Published January 27, 2017
One year after a rare pediatric disease was dismissed as a viral infection and nearly killed their 7-year-old son, a Indianapolis family is working to raise awareness in hopes of saving others who may have it. Jamie Jones had visited the emergency room three times with a fever and other symptoms before doctors diagnosed him with Kawasaki disease on the fourth trip.
The disease is an illness that affects the skin, mouth and lymph nodes, and most often strikes kids under age 5. Though the cause is unknown, it can lead to serious complications that can affect the heart. Symptoms include fever, redness in the eyes, rash on the skin, cracked lips, swollen tongue, irritated throat, swollen palms or soles of the feet, and swollen lymph nodes. Children may also develop joint pain, diarrhea, vomiting or abdominal pain.

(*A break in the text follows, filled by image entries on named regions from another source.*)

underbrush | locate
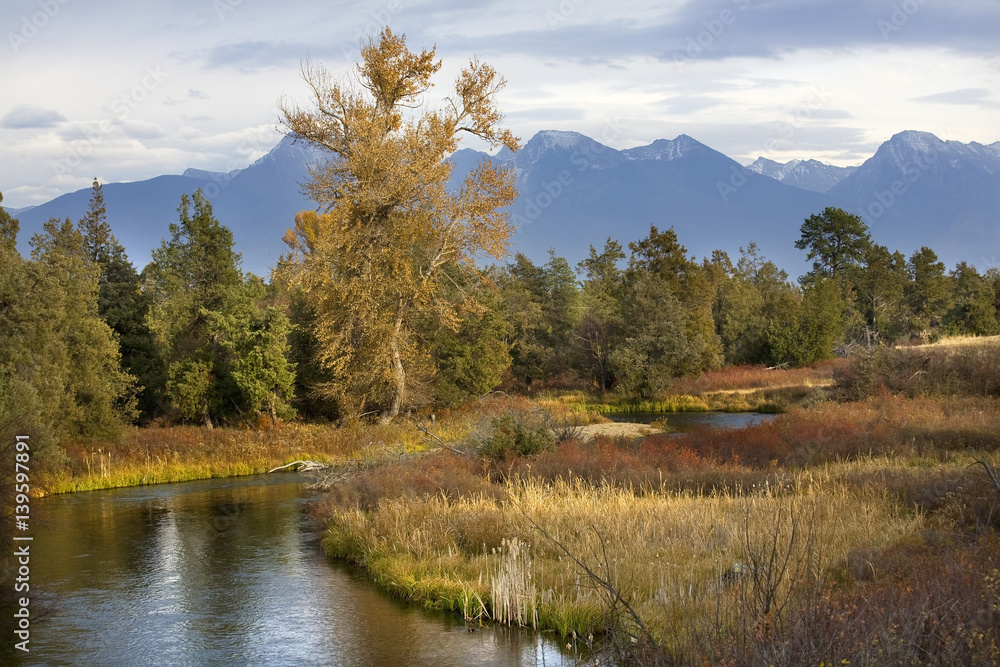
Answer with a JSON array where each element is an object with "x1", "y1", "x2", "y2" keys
[
  {"x1": 315, "y1": 396, "x2": 1000, "y2": 665},
  {"x1": 672, "y1": 359, "x2": 844, "y2": 396}
]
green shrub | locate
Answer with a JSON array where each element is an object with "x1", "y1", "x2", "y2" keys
[{"x1": 479, "y1": 415, "x2": 556, "y2": 461}]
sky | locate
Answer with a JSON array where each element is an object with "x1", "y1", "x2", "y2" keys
[{"x1": 0, "y1": 0, "x2": 1000, "y2": 209}]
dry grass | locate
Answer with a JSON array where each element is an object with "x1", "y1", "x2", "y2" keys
[
  {"x1": 317, "y1": 396, "x2": 1000, "y2": 665},
  {"x1": 904, "y1": 336, "x2": 1000, "y2": 350},
  {"x1": 39, "y1": 424, "x2": 406, "y2": 493},
  {"x1": 325, "y1": 475, "x2": 922, "y2": 637},
  {"x1": 672, "y1": 360, "x2": 843, "y2": 396}
]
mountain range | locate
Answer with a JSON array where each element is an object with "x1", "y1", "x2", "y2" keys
[{"x1": 3, "y1": 130, "x2": 1000, "y2": 278}]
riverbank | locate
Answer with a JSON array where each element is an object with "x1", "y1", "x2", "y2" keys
[
  {"x1": 44, "y1": 423, "x2": 406, "y2": 494},
  {"x1": 536, "y1": 359, "x2": 846, "y2": 415},
  {"x1": 317, "y1": 397, "x2": 1000, "y2": 664}
]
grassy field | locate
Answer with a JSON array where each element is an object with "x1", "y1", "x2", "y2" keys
[
  {"x1": 44, "y1": 424, "x2": 402, "y2": 493},
  {"x1": 37, "y1": 339, "x2": 1000, "y2": 665},
  {"x1": 315, "y1": 394, "x2": 1000, "y2": 665}
]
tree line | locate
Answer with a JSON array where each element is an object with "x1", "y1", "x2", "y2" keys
[
  {"x1": 0, "y1": 180, "x2": 1000, "y2": 443},
  {"x1": 0, "y1": 29, "x2": 1000, "y2": 444}
]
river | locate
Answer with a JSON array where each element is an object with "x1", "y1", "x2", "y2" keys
[
  {"x1": 20, "y1": 474, "x2": 572, "y2": 667},
  {"x1": 605, "y1": 412, "x2": 778, "y2": 433}
]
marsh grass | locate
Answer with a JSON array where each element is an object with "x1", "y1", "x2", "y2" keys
[
  {"x1": 324, "y1": 476, "x2": 922, "y2": 638},
  {"x1": 538, "y1": 360, "x2": 846, "y2": 414},
  {"x1": 44, "y1": 424, "x2": 417, "y2": 493}
]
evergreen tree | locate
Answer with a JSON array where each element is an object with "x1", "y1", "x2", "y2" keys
[
  {"x1": 143, "y1": 190, "x2": 294, "y2": 426},
  {"x1": 623, "y1": 225, "x2": 722, "y2": 375},
  {"x1": 496, "y1": 253, "x2": 553, "y2": 389},
  {"x1": 542, "y1": 248, "x2": 582, "y2": 377},
  {"x1": 795, "y1": 207, "x2": 871, "y2": 280},
  {"x1": 427, "y1": 272, "x2": 513, "y2": 407},
  {"x1": 850, "y1": 244, "x2": 909, "y2": 346},
  {"x1": 31, "y1": 219, "x2": 136, "y2": 438},
  {"x1": 609, "y1": 269, "x2": 702, "y2": 398},
  {"x1": 77, "y1": 178, "x2": 166, "y2": 419},
  {"x1": 282, "y1": 28, "x2": 518, "y2": 421},
  {"x1": 906, "y1": 246, "x2": 949, "y2": 340}
]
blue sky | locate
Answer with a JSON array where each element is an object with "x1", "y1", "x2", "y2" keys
[{"x1": 0, "y1": 0, "x2": 1000, "y2": 208}]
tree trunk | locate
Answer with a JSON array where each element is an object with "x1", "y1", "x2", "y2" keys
[{"x1": 382, "y1": 301, "x2": 406, "y2": 424}]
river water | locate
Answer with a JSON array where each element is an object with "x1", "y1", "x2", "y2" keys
[
  {"x1": 20, "y1": 474, "x2": 572, "y2": 667},
  {"x1": 605, "y1": 412, "x2": 778, "y2": 433}
]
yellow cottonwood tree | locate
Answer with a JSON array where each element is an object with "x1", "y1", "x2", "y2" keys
[{"x1": 279, "y1": 28, "x2": 518, "y2": 420}]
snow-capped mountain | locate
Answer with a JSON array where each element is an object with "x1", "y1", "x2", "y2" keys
[
  {"x1": 9, "y1": 130, "x2": 1000, "y2": 276},
  {"x1": 747, "y1": 157, "x2": 857, "y2": 192}
]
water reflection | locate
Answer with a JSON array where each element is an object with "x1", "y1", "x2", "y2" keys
[
  {"x1": 605, "y1": 412, "x2": 778, "y2": 433},
  {"x1": 22, "y1": 475, "x2": 572, "y2": 667}
]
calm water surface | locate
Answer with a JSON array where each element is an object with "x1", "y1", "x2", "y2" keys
[
  {"x1": 607, "y1": 412, "x2": 778, "y2": 433},
  {"x1": 20, "y1": 474, "x2": 572, "y2": 667}
]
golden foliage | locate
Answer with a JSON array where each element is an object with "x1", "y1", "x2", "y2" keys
[{"x1": 280, "y1": 28, "x2": 518, "y2": 418}]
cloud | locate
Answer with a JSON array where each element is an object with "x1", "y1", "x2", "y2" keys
[
  {"x1": 911, "y1": 88, "x2": 1000, "y2": 107},
  {"x1": 0, "y1": 104, "x2": 66, "y2": 130},
  {"x1": 437, "y1": 0, "x2": 1000, "y2": 63},
  {"x1": 199, "y1": 41, "x2": 309, "y2": 70}
]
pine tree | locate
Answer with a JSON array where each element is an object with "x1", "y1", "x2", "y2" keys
[{"x1": 77, "y1": 178, "x2": 166, "y2": 419}]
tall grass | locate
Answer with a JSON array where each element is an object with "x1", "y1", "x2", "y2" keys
[
  {"x1": 835, "y1": 336, "x2": 1000, "y2": 400},
  {"x1": 44, "y1": 424, "x2": 406, "y2": 493},
  {"x1": 324, "y1": 476, "x2": 922, "y2": 637}
]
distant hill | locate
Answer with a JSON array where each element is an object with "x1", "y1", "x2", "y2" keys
[
  {"x1": 17, "y1": 137, "x2": 322, "y2": 275},
  {"x1": 9, "y1": 130, "x2": 1000, "y2": 278},
  {"x1": 828, "y1": 131, "x2": 1000, "y2": 270},
  {"x1": 747, "y1": 157, "x2": 857, "y2": 192}
]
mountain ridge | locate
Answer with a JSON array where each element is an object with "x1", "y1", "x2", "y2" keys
[{"x1": 9, "y1": 130, "x2": 1000, "y2": 275}]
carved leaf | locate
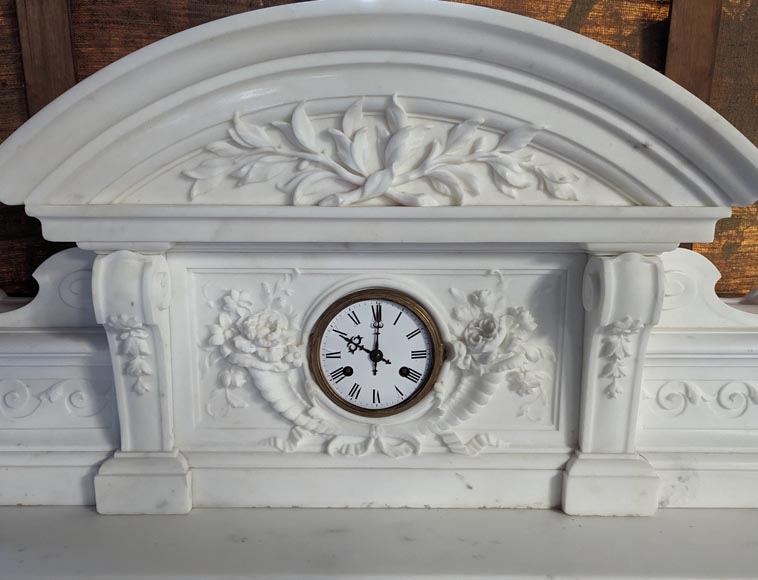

“If I moved, it hurt like crazy,” Jamie told Fox 59. “I couldn’t even move. I wouldn’t eat, I wouldn’t drink because it would hurt too much. It was crazy.”
Jamie received treatment, but the disease reached his heart before doctors detected it. He suffered three aneurysms in his heart and one in his celiac artery, his mother, Jessica, told the news outlet. He’s picked up swimming to replace football and wrestling, and wears a heart monitor to deal with chest pain.
“It’s like the only thing that’s good for my heart, and I want to make my heart better so I don’t have to go with all this medicine and everything,” Jamie told Fox 59 of his heart monitor.
The Jones family has set up a Facebook page to warn others about the harrows of Kawasaki disease, and Jessica is urging other parents to trust their instincts when their child falls ill.
“If you have that instinct that something’s just not right despite a medical professional telling you otherwise, I definitely think you should keep trying and don’t give up,” she told Fox 59.